The JAIL is going to BREAK Us.

Posted October 30th, 2017 @ 4:35 PM by

Tonight there will be a rally at the rally at the city – county board meeting at 4:30 PM to oppose the massive remodeling of the jail.  Before we show up let us take a couple steps back.

 Among the proposals in Dane County Executive Joe Parisi’s $538 million 2018 budget proposal is a $76 million plan to remodel the county’s jail. At a Dane County Board of Supervisors public comment meeting, that plan was mostly opposed, although supporters have said the plan resolves issues around jail safety while increasing programming.

Under the proposal, the county’s three jail facilities would be combined into one. The number of beds would be reduced by about 100, with $110,000 used for re-entry programming for inmates.

The outdated City-County Building jail, which has been called dangerous, would be closed, along with the work-release Ferris Center.

Current jail facilities also exist in the Downtown Public Safety Building, which would be remodeled to add four floors, with an increase in medical and mental health beds and an increase in jail programs.

In a state where we incarcerate more black males than anywhere else in the US , also:

  • Wisconsin was recently found in a widely-publicized study to be the WORST state in the U.S. to be Black.
  • Dane County has the WORST racial disparities in the country with regards to incarceration.
  • Incarceration does not decrease but rather INCREASES a person’s likelihood to engage in “criminal behavior.”

How does this affect us?  These are the people in our prisons:

 

20% – the minimum portion of people in the Dane County jail who don’t have housing

95% – portion of women the Sheriff puts in solitary confinement who are on the “mental health caseload”

78% – portion of men placed in solitary confinement who are on the “mental health caseload”

48%  – portion of people in jail who are Black

5%  – portion of people in Dane County who are Black

47% and 42% – the portions of single women and men, respectively, served by Dane County homeless shelters who are Black

76% – the portion of families served by Dane county homeless shelters who are Black

30-40% – portion of African American families who face poverty in Dane County

4% – portion of white families who face poverty in Dane County

14% – Black unemployment rate in Dane County

6 – number of times greater the likelihood of arrest for Black youth in Dane County as compared to white youth

But Wait There is more. let’s take a deeper look at the people in our prisons:

40% – estimated portion of people in the jail in 2016 who struggled with mental wellness challenges serious enough that they were taking psychotropic medications

20% – portion of people in the jail who have been REINCARCERATED NOT FOR A NEW CRIME but because of technical violations of their probation/parole/supervision conditions (aka “crimeless revocations”)

> 50% – portion of people who were arrested and booked into the jail for a FELONY who the court released later on signature bonds, indicating that they do NOT pose a threat to the community. (Note that this figure comes from the jail-planning consultants that the County hired.)

22% – portion of people in the jail on any given day who are incarcerated solely because of unpaid money bail

170 – number of people that the figure above (22%) translates to out of the…
280 – number people that need to be released in order to accommodate the same number of fewer cells that would be lost simply by closing the dated City-County Building cells. (There would be further details to work out, but these numbers – and how few people there are in the space discrepancy – illustrates the degree to which politicians are uninterested in anything but JAIL.)

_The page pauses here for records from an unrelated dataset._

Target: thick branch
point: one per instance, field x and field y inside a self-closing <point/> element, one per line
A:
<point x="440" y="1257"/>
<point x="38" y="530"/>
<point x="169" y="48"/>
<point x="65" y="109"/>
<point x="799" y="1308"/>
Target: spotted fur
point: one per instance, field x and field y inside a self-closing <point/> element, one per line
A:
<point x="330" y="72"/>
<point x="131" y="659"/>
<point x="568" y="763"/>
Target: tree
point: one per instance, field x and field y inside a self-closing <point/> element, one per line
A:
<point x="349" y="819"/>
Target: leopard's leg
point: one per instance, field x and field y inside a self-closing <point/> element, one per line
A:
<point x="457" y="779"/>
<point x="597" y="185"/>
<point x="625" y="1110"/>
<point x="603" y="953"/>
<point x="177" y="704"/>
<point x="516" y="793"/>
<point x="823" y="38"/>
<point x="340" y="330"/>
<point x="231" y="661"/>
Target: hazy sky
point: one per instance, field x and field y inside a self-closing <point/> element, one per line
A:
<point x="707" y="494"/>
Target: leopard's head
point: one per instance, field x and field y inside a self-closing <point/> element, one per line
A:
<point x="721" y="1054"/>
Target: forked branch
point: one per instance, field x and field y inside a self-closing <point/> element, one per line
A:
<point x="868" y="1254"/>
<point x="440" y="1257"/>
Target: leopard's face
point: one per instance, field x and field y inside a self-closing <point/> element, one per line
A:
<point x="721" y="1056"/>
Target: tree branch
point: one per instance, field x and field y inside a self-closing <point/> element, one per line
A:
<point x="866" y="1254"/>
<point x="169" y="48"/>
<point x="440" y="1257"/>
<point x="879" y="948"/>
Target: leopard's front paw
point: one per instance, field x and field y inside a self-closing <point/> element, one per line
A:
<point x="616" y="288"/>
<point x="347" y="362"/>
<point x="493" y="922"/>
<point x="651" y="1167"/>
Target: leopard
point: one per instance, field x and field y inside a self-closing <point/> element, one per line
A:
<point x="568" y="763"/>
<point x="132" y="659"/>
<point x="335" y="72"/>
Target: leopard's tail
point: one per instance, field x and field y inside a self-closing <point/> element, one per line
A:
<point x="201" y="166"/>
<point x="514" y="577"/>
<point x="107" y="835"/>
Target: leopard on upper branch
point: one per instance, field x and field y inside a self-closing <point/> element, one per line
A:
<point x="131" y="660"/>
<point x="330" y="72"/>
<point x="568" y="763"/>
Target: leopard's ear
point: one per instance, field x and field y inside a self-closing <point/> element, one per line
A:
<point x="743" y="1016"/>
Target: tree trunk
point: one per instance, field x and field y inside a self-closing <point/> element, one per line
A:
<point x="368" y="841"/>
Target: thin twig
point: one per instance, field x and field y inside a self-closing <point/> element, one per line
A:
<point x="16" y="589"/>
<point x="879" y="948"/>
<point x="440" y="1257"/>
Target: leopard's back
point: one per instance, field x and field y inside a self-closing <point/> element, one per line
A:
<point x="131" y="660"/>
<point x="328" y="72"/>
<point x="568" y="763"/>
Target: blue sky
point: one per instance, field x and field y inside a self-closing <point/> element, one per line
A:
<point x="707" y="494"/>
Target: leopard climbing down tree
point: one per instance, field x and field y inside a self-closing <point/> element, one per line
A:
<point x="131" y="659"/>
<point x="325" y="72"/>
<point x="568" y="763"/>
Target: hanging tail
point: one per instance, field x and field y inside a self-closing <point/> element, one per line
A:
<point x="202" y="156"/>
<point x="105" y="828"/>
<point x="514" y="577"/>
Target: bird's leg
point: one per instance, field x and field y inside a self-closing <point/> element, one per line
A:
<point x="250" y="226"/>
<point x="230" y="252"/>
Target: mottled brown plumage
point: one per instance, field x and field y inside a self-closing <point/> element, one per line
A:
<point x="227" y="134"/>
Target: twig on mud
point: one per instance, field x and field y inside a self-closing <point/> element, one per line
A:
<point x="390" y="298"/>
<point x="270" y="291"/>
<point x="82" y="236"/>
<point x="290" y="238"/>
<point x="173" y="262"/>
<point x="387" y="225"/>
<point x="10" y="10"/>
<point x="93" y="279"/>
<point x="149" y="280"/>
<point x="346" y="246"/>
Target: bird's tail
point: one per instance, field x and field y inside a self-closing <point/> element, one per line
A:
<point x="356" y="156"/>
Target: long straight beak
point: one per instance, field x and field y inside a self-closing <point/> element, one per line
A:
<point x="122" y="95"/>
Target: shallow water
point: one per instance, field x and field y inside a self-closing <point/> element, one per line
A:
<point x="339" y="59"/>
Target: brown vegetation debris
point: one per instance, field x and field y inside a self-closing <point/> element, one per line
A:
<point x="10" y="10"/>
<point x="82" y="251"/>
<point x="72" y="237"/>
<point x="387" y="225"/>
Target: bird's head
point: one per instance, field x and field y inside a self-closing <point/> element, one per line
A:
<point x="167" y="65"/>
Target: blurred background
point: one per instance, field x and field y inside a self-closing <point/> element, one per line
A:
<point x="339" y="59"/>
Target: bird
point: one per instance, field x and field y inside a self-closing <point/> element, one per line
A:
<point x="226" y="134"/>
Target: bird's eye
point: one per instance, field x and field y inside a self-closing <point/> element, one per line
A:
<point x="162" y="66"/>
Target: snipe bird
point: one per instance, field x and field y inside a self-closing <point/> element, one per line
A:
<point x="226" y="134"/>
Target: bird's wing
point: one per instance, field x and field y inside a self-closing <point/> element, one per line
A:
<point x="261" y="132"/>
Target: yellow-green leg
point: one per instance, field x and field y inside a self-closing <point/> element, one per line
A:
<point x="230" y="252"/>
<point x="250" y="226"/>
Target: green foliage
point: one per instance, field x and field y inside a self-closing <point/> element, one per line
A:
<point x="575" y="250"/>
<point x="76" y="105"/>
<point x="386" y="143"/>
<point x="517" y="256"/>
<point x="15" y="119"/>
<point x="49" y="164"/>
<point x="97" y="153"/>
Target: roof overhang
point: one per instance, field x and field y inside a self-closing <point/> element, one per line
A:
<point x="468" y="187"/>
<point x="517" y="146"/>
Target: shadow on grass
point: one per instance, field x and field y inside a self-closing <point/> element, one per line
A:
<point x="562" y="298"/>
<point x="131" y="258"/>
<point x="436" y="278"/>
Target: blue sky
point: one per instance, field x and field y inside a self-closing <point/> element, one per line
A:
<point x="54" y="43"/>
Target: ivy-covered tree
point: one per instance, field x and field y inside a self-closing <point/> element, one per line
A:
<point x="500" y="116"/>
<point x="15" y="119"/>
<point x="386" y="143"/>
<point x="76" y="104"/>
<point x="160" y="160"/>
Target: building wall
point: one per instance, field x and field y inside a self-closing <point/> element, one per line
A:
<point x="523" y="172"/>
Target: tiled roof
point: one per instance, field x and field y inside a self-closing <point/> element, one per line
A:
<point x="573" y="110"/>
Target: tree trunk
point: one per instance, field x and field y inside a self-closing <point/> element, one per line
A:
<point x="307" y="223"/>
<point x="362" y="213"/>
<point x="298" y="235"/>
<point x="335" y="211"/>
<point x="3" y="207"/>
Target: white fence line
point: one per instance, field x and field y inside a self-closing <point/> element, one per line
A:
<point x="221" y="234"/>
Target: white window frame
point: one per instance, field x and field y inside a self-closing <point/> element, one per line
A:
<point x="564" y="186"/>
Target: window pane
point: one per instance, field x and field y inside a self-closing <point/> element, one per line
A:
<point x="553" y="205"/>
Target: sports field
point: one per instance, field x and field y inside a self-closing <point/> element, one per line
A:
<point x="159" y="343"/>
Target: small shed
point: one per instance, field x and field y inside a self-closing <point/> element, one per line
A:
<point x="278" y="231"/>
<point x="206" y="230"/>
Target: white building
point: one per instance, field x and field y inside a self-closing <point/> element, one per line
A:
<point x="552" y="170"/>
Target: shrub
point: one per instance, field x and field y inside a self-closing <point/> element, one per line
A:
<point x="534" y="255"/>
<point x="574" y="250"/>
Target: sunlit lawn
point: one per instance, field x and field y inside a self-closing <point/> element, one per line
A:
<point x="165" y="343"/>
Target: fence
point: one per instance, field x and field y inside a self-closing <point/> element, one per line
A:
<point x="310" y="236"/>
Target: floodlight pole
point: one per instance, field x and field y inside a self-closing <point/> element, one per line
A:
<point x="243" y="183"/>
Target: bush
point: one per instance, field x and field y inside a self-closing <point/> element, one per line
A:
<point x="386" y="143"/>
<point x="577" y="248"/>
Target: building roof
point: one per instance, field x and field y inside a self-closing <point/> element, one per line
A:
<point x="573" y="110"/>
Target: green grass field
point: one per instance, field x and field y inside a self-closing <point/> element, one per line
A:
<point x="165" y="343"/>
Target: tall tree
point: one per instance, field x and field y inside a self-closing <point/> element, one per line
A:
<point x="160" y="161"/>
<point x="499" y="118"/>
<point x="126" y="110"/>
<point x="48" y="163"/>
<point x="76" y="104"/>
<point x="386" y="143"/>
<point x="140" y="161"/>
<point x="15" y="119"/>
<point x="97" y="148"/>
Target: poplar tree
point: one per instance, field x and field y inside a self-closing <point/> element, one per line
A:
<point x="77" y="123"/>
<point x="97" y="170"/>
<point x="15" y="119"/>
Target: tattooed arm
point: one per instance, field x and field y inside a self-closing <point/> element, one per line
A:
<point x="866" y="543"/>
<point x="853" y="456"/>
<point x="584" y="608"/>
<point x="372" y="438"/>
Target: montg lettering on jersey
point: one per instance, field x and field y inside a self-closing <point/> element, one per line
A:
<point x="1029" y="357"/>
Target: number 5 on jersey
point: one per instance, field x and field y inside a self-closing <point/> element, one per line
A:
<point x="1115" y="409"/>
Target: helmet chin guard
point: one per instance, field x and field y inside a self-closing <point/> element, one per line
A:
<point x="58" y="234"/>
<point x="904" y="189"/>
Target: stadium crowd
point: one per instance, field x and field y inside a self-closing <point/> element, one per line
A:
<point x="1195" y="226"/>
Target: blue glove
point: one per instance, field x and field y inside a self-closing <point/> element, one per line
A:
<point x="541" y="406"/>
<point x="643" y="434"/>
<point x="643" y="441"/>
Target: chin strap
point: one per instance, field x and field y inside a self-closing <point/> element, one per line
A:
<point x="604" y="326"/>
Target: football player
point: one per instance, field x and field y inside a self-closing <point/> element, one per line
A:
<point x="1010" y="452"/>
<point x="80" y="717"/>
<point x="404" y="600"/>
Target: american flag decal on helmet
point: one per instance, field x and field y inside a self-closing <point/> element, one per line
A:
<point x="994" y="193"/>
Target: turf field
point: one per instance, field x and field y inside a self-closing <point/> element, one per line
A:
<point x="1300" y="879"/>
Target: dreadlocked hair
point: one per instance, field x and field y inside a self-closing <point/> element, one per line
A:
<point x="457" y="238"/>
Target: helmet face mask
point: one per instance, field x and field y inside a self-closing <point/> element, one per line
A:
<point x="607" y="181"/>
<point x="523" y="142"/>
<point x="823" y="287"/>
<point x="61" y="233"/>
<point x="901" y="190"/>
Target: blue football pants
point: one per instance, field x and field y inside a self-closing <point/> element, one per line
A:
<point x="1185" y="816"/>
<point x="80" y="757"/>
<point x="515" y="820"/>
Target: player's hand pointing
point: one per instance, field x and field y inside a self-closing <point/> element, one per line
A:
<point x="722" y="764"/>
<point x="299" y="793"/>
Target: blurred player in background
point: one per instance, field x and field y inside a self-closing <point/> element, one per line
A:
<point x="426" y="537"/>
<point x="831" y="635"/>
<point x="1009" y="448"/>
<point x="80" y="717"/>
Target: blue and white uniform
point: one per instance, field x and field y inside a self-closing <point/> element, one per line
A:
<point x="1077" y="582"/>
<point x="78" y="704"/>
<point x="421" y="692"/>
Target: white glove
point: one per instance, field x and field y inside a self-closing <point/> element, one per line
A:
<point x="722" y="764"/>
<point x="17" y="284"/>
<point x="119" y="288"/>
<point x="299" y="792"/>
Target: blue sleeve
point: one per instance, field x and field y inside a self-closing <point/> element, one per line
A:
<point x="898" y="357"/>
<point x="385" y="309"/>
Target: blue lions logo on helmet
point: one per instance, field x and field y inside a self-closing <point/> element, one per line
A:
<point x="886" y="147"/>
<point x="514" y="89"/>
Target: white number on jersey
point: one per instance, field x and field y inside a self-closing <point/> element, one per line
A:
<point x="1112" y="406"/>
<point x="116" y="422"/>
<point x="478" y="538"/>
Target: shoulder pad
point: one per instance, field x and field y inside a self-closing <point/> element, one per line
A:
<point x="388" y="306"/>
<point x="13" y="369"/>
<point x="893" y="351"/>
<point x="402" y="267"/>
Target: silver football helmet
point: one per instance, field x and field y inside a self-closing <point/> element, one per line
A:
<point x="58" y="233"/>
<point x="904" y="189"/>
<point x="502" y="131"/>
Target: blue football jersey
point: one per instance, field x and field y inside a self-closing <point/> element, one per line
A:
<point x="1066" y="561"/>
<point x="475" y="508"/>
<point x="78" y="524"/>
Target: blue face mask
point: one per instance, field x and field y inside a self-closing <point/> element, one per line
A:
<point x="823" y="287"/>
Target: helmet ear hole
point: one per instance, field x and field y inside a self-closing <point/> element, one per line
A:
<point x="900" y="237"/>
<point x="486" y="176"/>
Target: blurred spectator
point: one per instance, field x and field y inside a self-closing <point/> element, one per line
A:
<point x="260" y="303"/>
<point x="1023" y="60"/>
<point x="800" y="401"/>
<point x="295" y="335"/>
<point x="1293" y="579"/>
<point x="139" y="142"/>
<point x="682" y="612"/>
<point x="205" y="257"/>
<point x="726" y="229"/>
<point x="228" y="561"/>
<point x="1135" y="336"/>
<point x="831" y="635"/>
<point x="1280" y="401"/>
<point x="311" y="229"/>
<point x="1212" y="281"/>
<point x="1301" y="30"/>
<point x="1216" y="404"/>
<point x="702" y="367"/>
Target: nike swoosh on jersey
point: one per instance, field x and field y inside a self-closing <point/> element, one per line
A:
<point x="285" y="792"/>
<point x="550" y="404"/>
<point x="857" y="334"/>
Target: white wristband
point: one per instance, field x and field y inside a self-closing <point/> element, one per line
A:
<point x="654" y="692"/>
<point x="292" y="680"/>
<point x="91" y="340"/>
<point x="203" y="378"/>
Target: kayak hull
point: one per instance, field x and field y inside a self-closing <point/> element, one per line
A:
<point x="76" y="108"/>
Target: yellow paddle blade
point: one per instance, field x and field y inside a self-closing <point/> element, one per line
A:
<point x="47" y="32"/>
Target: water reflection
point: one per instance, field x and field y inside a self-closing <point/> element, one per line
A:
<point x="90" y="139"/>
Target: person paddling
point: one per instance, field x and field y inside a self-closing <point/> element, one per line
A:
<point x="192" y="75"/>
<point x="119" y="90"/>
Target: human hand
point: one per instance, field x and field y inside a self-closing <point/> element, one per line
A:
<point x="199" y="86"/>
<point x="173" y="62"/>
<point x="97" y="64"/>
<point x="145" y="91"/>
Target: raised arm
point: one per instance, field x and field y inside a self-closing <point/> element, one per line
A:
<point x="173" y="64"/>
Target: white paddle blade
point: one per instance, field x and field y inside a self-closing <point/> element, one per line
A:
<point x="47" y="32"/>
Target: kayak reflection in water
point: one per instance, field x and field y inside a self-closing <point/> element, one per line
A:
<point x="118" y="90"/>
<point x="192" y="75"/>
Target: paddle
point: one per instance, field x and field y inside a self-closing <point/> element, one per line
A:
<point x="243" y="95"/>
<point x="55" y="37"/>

Ok we have confirmed that imprisoning more and more people is a drain on our society and our pocketbooks!

So why so much emphasis on punishment and not so much on the root causes of why we have to continue filling our prisons?

The alternatives-to-incarceration approach emphasizes the need to fully fund community-based resources such as mental health care facilities (including treatment for addiction disorders), particularly crisis/restoration centers; affordable housing, particularly via a housing-first strategy; community restorative courts and community service and diversion programs, with support for alternative sentencing; bail and pretrial reform initiatives; and other efforts (e.g., SOAR, Community Treatment Alternatives [CTA]; deferred prosecution; TEAM) pioneered in Dane County and elsewhere in the country, and backed by civic groups and the County’s own 2015 workgroup recommendations.

 

Let’s put our very limited resources in programs and services that help to make sure that we do not need to stuff our prisons, instead lets make sure that we can add people into our productive part of our society and not into our prison pipeline.

 

Say NO to the new Jail!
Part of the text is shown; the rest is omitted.